# Sausages !



## kw60 (May 12, 2012)

I am totally amazed at all the different horse shoe shaped sausages available in the supermarket.
Problem is I don't know what to do with them. how do you cook them ? ( I tried to slice one that was a kind of black pudding but it fell apart in the frying pan ! )
Are they all pre cooked ? Do you remove the skin ?
The only one I can get right is chorizo.
Thanks in advance
Kim


----------



## oronero (Aug 24, 2012)

Hi Kim, my aunty cooks the black sausage whole, with the skin and then cuts it into portions.


----------



## kw60 (May 12, 2012)

oronero said:


> Hi Kim, my aunty cooks the black sausage whole, with the skin and then cuts it into portions.


Thanks, does she fry, grill or cook them in the oven ?
Kim


----------



## oronero (Aug 24, 2012)

If my memory serves me well it was grilled though I am not 100% certain.


----------



## travelling-man (Jun 17, 2011)

Kim

FWIW, I was in a restaurant last week & they served a dish of a variety of sausages one of which was a black pudding of some kind.

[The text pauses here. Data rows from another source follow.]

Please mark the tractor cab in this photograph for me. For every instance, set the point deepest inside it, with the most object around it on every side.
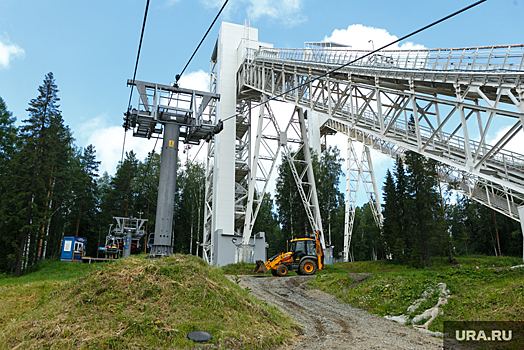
(300, 247)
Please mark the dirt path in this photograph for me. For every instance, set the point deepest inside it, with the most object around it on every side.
(329, 324)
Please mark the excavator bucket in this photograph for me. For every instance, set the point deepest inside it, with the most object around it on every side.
(260, 268)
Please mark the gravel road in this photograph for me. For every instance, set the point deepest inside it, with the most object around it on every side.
(329, 324)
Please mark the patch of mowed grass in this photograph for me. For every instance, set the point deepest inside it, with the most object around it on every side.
(238, 269)
(20, 294)
(489, 293)
(245, 269)
(137, 303)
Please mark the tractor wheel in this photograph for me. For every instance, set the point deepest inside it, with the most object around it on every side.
(308, 267)
(282, 270)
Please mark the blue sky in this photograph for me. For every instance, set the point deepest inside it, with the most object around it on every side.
(91, 46)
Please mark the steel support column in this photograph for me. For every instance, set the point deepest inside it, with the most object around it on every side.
(166, 191)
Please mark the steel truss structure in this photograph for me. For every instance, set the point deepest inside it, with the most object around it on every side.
(447, 104)
(270, 140)
(359, 171)
(183, 113)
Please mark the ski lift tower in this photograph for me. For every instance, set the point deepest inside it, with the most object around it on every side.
(172, 113)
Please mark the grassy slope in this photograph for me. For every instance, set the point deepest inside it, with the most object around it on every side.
(138, 303)
(486, 293)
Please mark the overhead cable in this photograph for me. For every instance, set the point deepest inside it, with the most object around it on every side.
(201, 41)
(134, 76)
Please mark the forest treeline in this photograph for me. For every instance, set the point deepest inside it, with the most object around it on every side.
(50, 188)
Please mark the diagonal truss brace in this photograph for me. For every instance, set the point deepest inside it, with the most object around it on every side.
(266, 151)
(357, 171)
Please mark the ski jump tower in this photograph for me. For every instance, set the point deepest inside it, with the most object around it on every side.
(458, 100)
(242, 157)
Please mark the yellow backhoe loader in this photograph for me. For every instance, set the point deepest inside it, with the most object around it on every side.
(306, 256)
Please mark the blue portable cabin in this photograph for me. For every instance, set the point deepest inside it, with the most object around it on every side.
(73, 248)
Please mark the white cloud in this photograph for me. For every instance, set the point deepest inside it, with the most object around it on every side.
(198, 80)
(288, 11)
(9, 51)
(359, 36)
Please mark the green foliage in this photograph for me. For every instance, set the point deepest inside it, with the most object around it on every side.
(39, 183)
(149, 304)
(479, 292)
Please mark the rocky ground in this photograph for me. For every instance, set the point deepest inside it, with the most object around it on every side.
(329, 324)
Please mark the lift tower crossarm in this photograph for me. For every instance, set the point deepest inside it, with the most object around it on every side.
(184, 113)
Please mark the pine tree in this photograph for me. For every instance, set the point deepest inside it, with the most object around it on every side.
(8, 133)
(267, 222)
(189, 213)
(87, 224)
(43, 147)
(391, 229)
(423, 208)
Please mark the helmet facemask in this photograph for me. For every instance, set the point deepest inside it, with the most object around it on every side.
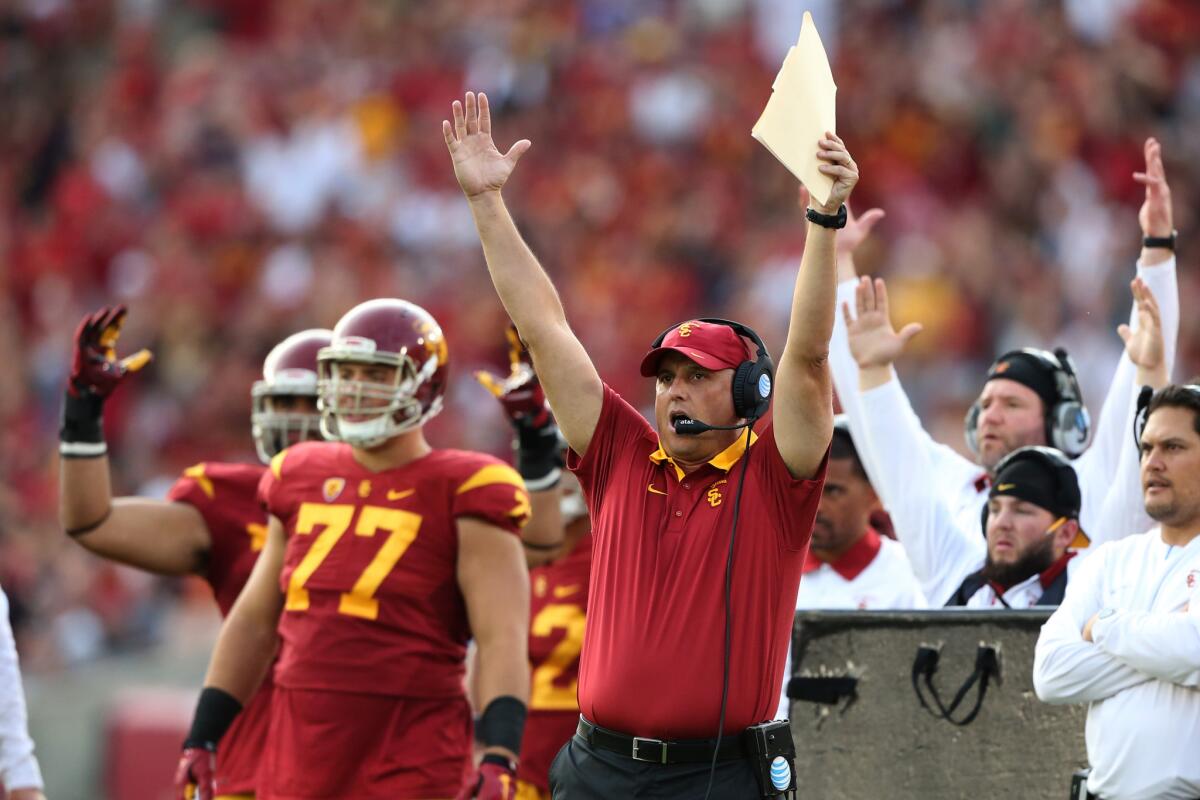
(391, 408)
(276, 429)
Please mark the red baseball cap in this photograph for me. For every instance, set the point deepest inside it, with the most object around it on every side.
(709, 344)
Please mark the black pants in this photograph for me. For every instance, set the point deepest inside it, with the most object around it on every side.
(585, 773)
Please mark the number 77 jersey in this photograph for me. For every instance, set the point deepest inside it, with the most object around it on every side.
(371, 594)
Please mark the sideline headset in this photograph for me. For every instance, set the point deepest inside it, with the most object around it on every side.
(1143, 411)
(754, 382)
(1053, 459)
(1067, 422)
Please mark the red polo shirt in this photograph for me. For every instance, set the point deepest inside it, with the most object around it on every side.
(653, 651)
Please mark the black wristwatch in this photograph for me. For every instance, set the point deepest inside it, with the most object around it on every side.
(834, 221)
(1161, 241)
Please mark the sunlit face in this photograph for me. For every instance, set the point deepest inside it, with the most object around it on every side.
(1170, 467)
(1011, 415)
(846, 504)
(684, 389)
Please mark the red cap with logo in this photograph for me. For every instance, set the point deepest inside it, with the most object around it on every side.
(709, 344)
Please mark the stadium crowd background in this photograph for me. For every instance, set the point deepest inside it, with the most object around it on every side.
(238, 170)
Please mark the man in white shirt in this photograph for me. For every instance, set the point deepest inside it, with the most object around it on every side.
(934, 494)
(850, 565)
(18, 765)
(1126, 639)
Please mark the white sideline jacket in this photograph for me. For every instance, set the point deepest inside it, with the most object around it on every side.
(1140, 675)
(18, 767)
(935, 495)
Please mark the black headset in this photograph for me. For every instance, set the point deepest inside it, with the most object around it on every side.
(753, 380)
(1144, 398)
(1054, 459)
(1068, 423)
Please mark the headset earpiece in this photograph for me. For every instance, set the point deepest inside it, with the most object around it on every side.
(1139, 417)
(1068, 423)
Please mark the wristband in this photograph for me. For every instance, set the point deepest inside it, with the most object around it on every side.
(81, 434)
(539, 455)
(834, 221)
(502, 723)
(499, 761)
(215, 711)
(90, 527)
(1167, 242)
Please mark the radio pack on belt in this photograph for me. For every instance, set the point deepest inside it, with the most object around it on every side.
(765, 744)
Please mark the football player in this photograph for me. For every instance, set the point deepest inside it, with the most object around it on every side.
(211, 523)
(383, 557)
(558, 549)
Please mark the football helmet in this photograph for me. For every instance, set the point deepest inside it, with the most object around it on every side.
(289, 371)
(396, 334)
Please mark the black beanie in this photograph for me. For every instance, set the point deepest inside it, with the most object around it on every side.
(1029, 371)
(1038, 479)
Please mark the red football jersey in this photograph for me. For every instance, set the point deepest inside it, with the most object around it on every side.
(227, 498)
(557, 612)
(379, 609)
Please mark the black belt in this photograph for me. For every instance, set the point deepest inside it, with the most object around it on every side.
(659, 751)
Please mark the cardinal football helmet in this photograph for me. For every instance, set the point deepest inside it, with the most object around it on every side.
(391, 332)
(289, 371)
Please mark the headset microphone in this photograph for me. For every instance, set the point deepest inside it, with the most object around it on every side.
(685, 427)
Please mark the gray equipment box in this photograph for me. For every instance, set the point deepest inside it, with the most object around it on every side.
(864, 733)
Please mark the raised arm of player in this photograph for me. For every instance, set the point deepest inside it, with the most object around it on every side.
(244, 653)
(537, 445)
(155, 535)
(568, 374)
(803, 407)
(495, 583)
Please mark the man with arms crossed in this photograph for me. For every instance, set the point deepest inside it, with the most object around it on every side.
(1126, 639)
(661, 504)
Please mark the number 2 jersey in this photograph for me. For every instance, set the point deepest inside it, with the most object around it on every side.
(557, 613)
(370, 573)
(227, 498)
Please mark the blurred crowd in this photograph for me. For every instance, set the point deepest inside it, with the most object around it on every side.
(239, 169)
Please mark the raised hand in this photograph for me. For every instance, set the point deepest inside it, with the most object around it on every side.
(840, 167)
(1145, 343)
(856, 230)
(478, 164)
(520, 392)
(874, 342)
(1155, 215)
(95, 367)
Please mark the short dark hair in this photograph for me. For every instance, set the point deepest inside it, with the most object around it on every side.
(1179, 396)
(843, 447)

The chef told me he boils them whole, slices them afterwards & then mixes with a few veggies & adds a drizzle of olive oil.


----------



## canoeman (Mar 3, 2011)

We've been told that if soft to touch it needs cooking, if hard then it's been smoked cooked readt to eat.

Cooking all types we cook with skin on, remove skin to eat, if where frying black pudding , chorizio etc generally slice first


----------